In [11]:
import pandas as pd

# Cargar el archivo CSV
df = pd.read_csv("../datasets/combined_odds_cleaned.csv")
clasif = pd.read_csv("../datasets/clasificaciones.csv")

# Ordenar por fecha para cálculos históricos
df = df.sort_values(by="Date")


In [12]:
import pandas as pd

# Preprocesamiento
df = df.sort_values("Date")
df["Season"] = df["Season"].astype(str)
clasif["season"] = clasif["season"].astype(str)
clasif["team"] = clasif["team"].str.strip()

# Función para temporada anterior
def temporada_anterior(season):
    y1, y2 = season.split("-")
    return f"{int(y1)-1}-{str(int(y2)-1).zfill(2)}"

# Función para estadísticas
def calcular_estadisticas(partidos, equipo):
    if partidos.empty:
        return 0, 0.0, 0.0, 0
    ganados, gf, gc = 0, 0, 0
    for _, row in partidos.iterrows():
        local = row["HomeTeam"] == equipo
        g_team = row["FTHG"] if local else row["FTAG"]
        g_rival = row["FTAG"] if local else row["FTHG"]
        if g_team > g_rival:
            ganados += 1
        gf += g_team
        gc += g_rival
    total = len(partidos)
    return round(ganados / total, 2), round(gf / total, 2), round(gc / total, 2), gf - gc

records = []

# Iterar por cada partido (una fila por partido)
for idx, row in df.iterrows():
    match_date = row["Date"]
    season = row["Season"]
    team = row["HomeTeam"]
    rival = row["AwayTeam"]
    goals_team = row["FTHG"]
    goals_rival = row["FTAG"]
    result = 1 if goals_team > goals_rival else -1 if goals_team < goals_rival else 0

    # Estadísticas del equipo
    prev_team_matches = df[
        ((df["HomeTeam"] == team) | (df["AwayTeam"] == team)) &
        (df["Date"] < match_date)
    ].tail(10)
    pct_wins, avg_gf, avg_ga, gd = calcular_estadisticas(prev_team_matches, team)

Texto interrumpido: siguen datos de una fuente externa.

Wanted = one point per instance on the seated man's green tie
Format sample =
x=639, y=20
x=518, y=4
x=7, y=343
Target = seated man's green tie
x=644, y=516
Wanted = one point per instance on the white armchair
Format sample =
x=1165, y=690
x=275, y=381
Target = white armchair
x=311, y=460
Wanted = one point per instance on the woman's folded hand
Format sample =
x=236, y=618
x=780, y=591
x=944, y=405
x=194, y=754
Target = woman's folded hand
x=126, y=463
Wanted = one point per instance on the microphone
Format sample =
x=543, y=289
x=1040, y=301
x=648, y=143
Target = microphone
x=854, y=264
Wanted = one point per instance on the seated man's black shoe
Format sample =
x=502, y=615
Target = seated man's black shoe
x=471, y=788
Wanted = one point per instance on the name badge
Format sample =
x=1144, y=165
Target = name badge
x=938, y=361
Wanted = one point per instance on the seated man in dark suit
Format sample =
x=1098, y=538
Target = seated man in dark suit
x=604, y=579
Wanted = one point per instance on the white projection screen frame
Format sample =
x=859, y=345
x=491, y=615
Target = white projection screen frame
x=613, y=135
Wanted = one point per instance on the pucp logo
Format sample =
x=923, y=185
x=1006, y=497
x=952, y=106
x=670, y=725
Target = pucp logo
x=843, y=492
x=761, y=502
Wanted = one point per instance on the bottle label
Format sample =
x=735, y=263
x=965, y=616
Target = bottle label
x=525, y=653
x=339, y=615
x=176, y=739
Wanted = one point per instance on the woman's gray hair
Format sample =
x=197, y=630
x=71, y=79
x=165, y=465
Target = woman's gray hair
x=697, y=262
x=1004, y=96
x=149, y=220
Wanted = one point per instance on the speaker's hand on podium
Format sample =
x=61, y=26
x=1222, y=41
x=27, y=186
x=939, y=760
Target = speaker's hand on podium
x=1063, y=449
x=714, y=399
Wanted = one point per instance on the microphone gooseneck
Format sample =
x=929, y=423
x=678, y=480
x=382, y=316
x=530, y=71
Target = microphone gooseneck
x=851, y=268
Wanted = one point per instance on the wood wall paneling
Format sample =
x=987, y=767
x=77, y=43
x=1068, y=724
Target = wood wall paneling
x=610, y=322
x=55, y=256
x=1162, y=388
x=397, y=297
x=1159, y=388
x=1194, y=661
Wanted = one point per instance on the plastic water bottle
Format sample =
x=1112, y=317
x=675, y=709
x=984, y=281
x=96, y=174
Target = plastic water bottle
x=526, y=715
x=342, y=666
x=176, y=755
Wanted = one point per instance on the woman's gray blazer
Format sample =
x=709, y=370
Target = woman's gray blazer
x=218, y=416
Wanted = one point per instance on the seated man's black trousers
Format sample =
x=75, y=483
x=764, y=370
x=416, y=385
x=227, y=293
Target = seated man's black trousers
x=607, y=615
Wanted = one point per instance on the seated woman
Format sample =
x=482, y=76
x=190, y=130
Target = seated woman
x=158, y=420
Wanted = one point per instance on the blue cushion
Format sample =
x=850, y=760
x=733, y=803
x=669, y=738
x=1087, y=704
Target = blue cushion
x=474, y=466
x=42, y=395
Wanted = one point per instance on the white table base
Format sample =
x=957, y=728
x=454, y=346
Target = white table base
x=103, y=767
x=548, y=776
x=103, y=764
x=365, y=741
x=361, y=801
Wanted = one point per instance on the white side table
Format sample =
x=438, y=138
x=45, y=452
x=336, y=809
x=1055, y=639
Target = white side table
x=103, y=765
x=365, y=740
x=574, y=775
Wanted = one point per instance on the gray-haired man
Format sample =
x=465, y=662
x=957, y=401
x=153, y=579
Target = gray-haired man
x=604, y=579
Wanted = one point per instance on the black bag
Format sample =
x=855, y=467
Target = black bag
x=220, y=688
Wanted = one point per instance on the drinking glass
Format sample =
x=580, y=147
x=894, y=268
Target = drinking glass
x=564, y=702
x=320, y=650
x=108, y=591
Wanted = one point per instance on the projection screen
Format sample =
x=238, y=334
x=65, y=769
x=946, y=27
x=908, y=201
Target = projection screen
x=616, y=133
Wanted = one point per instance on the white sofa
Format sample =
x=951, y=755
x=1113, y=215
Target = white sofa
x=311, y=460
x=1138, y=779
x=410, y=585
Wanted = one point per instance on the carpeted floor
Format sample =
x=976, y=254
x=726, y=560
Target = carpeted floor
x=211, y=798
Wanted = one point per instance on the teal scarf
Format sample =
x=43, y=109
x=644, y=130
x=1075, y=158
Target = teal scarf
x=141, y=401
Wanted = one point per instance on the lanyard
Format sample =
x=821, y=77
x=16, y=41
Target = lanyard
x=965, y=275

    # Estadísticas del rival
    prev_rival_matches = df[
        ((df["HomeTeam"] == rival) | (df["AwayTeam"] == rival)) &
        (df["Date"] < match_date)
    ].tail(10)
    pct_wins_r, avg_gf_r, avg_ga_r, gd_r = calcular_estadisticas(prev_rival_matches, rival)

    # Head-to-head
    h2h = df[
        (((df["HomeTeam"] == team) & (df["AwayTeam"] == rival)) |
         ((df["HomeTeam"] == rival) & (df["AwayTeam"] == team))) &
        (df["Date"] < match_date)
    ].tail(5)
    pct_wins_vs, gf_vs, ga_vs, gd_vs = calcular_estadisticas(h2h, team)

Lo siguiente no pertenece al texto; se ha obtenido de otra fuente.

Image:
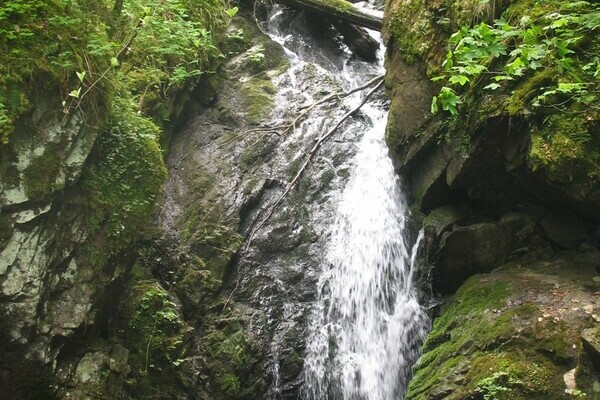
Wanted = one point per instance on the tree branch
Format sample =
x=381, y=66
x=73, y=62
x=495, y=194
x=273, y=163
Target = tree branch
x=316, y=146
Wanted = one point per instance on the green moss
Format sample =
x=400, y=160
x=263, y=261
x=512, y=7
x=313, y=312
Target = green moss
x=208, y=229
x=258, y=99
x=475, y=342
x=232, y=357
x=409, y=23
x=125, y=181
x=566, y=147
x=155, y=331
x=40, y=176
x=521, y=96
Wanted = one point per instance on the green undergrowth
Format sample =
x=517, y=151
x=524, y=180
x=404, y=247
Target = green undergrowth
x=537, y=61
x=124, y=68
x=474, y=349
x=125, y=181
x=87, y=48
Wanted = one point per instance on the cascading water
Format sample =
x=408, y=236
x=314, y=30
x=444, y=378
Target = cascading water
x=367, y=324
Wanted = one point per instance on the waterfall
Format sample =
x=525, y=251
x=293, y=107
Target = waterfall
x=366, y=325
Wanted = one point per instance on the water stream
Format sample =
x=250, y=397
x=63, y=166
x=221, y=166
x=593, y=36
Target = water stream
x=366, y=324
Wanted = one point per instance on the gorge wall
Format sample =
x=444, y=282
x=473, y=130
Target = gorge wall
x=124, y=267
x=515, y=235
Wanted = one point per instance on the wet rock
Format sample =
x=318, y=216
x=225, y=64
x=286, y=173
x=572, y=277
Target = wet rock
x=564, y=229
x=590, y=338
x=495, y=332
x=476, y=248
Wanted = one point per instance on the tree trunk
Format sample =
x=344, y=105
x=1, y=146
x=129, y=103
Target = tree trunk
x=357, y=39
x=342, y=10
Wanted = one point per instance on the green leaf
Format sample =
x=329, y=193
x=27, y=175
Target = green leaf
x=75, y=93
x=460, y=79
x=492, y=86
x=232, y=11
x=434, y=107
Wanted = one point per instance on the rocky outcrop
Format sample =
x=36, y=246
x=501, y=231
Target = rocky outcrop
x=491, y=210
x=514, y=334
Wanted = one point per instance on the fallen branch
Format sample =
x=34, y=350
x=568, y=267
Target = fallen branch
x=315, y=148
x=334, y=96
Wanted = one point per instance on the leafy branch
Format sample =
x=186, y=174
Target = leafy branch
x=552, y=42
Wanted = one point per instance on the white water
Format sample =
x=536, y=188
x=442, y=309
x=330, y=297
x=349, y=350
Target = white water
x=367, y=325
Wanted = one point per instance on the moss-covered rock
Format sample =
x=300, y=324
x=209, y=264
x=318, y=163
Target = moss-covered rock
x=511, y=334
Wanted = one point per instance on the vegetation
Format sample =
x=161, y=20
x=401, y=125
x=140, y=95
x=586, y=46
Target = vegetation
x=559, y=40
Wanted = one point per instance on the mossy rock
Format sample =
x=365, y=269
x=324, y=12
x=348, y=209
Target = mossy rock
x=511, y=334
x=258, y=94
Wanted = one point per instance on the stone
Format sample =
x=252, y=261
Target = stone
x=590, y=338
x=477, y=248
x=564, y=229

    # Posiciones de la temporada anterior
    temp_ant = temporada_anterior(season)
    pos_team = clasif[
        (clasif["season"] == temp_ant) & (clasif["team"] == team)
    ]["position"]
    pos_rival = clasif[
        (clasif["season"] == temp_ant) & (clasif["team"] == rival)
    ]["position"]
    last_pos_team = int(pos_team.values[0]) if not pos_team.empty else 21
    last_pos_rival = int(pos_rival.values[0]) if not pos_rival.empty else 21

    records.append({
        "season": season,
        "date": match_date,
        "team": team,
        "rival_team": rival,
        "home_adv": 1,
        "last_season_team": last_pos_team,
        "last_season_rival": last_pos_rival,
        "pct_wins": pct_wins,
        "avg_goals_scored": avg_gf,
        "avg_goals_received": avg_ga,
        "goal_difference": gd,
        "pct_wins_rival": pct_wins_r,
        "avg_goals_scored_rival": avg_gf_r,
        "avg_goals_received_rival": avg_ga_r,
        "goal_difference_rival": gd_r,
        "pct_wins_vs_rival": pct_wins_vs,
        "avg_goals_scored_vs_rival": gf_vs,
        "avg_goals_received_vs_rival": ga_vs,
        "goal_difference_vs_rival": gd_vs,
        "AvgH": row["AvgH"],
        "AvgD": row["AvgD"],
        "AvgA": row["AvgA"],
        "goals_team": goals_team,
        "goals_rival": goals_rival,
        "result": result
    })

# Crear DataFrame final
df_final = pd.DataFrame(records)

# Eliminar primera temporada
df_final = df_final[df_final["season"] != "2003-04"]

# Redondear floats
float_cols = df_final.select_dtypes(include=['float']).columns
df_final[float_cols] = df_final[float_cols].round(2)

# Guardar
df_final.to_csv("dataset_transformado.csv", index=False)